Samples included polymer standards and commercial biobased plastic bags loaded into quartz-wool-filled capillaries and analyzed in triplicate on two platforms:

• Pyrolysis at up to 750 °C (20 °C/ms ramp) using a CDS 5000 pyrolyzer.
• Gas chromatographic separation on an Rtx-5MS column (30 m × 0.25 mm × 0.25 µm) with an oven gradient from 45 °C to 300 °C.
• Mass spectrometry data acquired in full-scan or MSE mode over m/z 10–1500.

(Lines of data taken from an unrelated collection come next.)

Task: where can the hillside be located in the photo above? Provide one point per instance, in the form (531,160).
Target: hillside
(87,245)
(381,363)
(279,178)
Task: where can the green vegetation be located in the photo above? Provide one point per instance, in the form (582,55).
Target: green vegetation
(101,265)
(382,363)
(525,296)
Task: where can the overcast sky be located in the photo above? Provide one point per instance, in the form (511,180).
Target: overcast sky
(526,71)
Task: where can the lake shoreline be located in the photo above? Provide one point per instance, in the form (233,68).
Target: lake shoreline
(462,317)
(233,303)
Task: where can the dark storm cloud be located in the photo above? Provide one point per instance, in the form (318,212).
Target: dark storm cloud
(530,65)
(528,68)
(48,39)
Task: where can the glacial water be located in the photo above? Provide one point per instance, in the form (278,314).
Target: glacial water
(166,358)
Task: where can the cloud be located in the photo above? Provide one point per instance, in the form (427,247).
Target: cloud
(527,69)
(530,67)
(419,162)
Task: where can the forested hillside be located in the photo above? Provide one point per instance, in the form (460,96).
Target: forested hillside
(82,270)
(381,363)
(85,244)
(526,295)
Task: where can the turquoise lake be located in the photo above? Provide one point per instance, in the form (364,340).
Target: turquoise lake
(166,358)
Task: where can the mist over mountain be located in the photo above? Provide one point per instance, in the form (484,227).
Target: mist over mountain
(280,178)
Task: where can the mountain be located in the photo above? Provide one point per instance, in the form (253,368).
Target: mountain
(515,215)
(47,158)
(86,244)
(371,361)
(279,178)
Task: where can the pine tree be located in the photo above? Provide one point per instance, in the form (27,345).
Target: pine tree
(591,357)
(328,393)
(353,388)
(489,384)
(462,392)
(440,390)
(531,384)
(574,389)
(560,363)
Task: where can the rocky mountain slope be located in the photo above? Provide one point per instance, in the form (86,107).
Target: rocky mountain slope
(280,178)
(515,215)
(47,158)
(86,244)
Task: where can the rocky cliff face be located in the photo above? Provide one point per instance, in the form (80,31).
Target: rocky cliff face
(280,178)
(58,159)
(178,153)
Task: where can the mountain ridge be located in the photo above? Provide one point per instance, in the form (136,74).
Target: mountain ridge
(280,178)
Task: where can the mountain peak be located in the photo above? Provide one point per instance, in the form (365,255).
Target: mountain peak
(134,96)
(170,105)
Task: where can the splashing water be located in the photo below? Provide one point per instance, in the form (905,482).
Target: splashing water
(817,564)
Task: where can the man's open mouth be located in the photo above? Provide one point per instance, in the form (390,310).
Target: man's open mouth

Data processing and putative identification were performed with MassLynx 4.2 and MassFragment software.

Instrumentation

• CDS 5000 pyrolyzer
• Waters Xevo TQ-GC with EI source
• Waters Xevo G2-XS QTof with APGC source
• RESTEK Rtx-5MS GC column
• MassLynx 4.2 and MassFragment software

Main Results and Discussion

APGC-QToF produced more information-rich pyrograms, revealing additional peaks and higher oligomers (e.g., polystyrene tetramer at m/z 416.2504) not seen with EI. Soft ionization enabled detection of molecular ions such as protonated Nylon-6 pyrolysis products (m/z 194.2374) and erucamide in bioplastic samples. MSE acquisition provided simultaneous low- and high-energy spectra, supporting accurate mass determination of precursors and fragments and facilitating structural elucidation of unknown compounds.

Benefits and Practical Applications

Key advantages include:

• Enhanced sensitivity and selectivity through molecular ion detection
• Time-efficient soft ionization without source replacement or reagent gases
• High-resolution accurate mass data for reliable elemental composition and structural insights
• Automated fragment assignment using MassFragment accelerates identification of unknowns

These features support detailed compositional analysis of post-consumer recyclates, industrial polymers, and biobased materials.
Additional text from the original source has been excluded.